Taste Test: Grapple

Due to popular demand and the fact that we love trying weird foods and candies, The A.V. Club will now regularly feature "Taste Tests." Feel free to suggest disgusting and/or delicious new edibles for future installments.

Grapple, 4.99 for a 4-pack

The apple is pretty much the big daddy of the fruit group. Trendy poseurs like pomegranate and acai will come and go, but the apple is your go-to fruit, good for repelling doctors, fermenting into wussy alcoholic beverages, and tempting naked garden-dwellers in equal measure.

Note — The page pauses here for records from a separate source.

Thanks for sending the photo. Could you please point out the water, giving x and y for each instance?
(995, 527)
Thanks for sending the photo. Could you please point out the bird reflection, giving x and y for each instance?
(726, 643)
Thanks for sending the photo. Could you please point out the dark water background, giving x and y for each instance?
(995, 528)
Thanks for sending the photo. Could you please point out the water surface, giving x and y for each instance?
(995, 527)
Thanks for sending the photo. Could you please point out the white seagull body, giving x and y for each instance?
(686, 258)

So how can you improve on perfection? You can't. How can you screw with perfection and then charge twice as much for it? Inject it with artificial grape flavoring, that's how! Enter the Grapple ("say grape-L," the packaging helpfully instructs), slogan: "Looks like an apple. Tastes like a grape!" Or, perhaps alternately, "Half apple, half grape, 100 percent affront to God!" Marketed as a way to fight childhood obesity by introducing produce to kids' diets ('cause kids hate apples, but man do those grapes drive 'em wild!), the Grapple isn't a Mendelian hybrid like a pluot or Tomacco, but rather a plain old Fuji apple infused with grape flavor via a super-secret, patented process.

Taste: The Grapple smells strongly of artificial grape, very reminiscent of cheap candy or children's cough syrup. Otherwise, it's completely indistinguishable in appearance, size, or texture from an everyday (although somewhat substandard) apple. Cognitive dissonance aside, the Grapple isn't that remarkable in flavor either. The apple taste is noticeably adulterated, but it doesn't necessarily scream "I'm a grape!" What is remarkable is the aftertaste: the Grapple seems to leave a saccharine-y film on the tongue, something that neither a grape nor an apple usually does.

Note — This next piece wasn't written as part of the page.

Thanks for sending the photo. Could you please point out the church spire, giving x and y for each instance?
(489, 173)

Office reactions: "It lingers more grape than apple." "If someone gave me this and didn't tell me it was a Grapple, I wouldn't make the connection. I'd just think I was eating a weird apple." "Could be worse." "It's more apple than grape." "It tastes like it's been dipped in some sort of liquid made out of Pixie Sticks." "That's disgusting. Like Nehi you can chew." "I feel like I have to brush my teeth after this." "Tastes like a fake flavor put in a real product. I would eat it again. Maybe." "That was entirely unnecessary." "Finally."

Where to get them: Grapples are only available seasonally, according the the website, when "Mother Nature cooperates and gives us some fresh, wonderful apples to produce more wonderful eating experiences for you and your family!" They should be around through the fall and winter, in select supermarkets.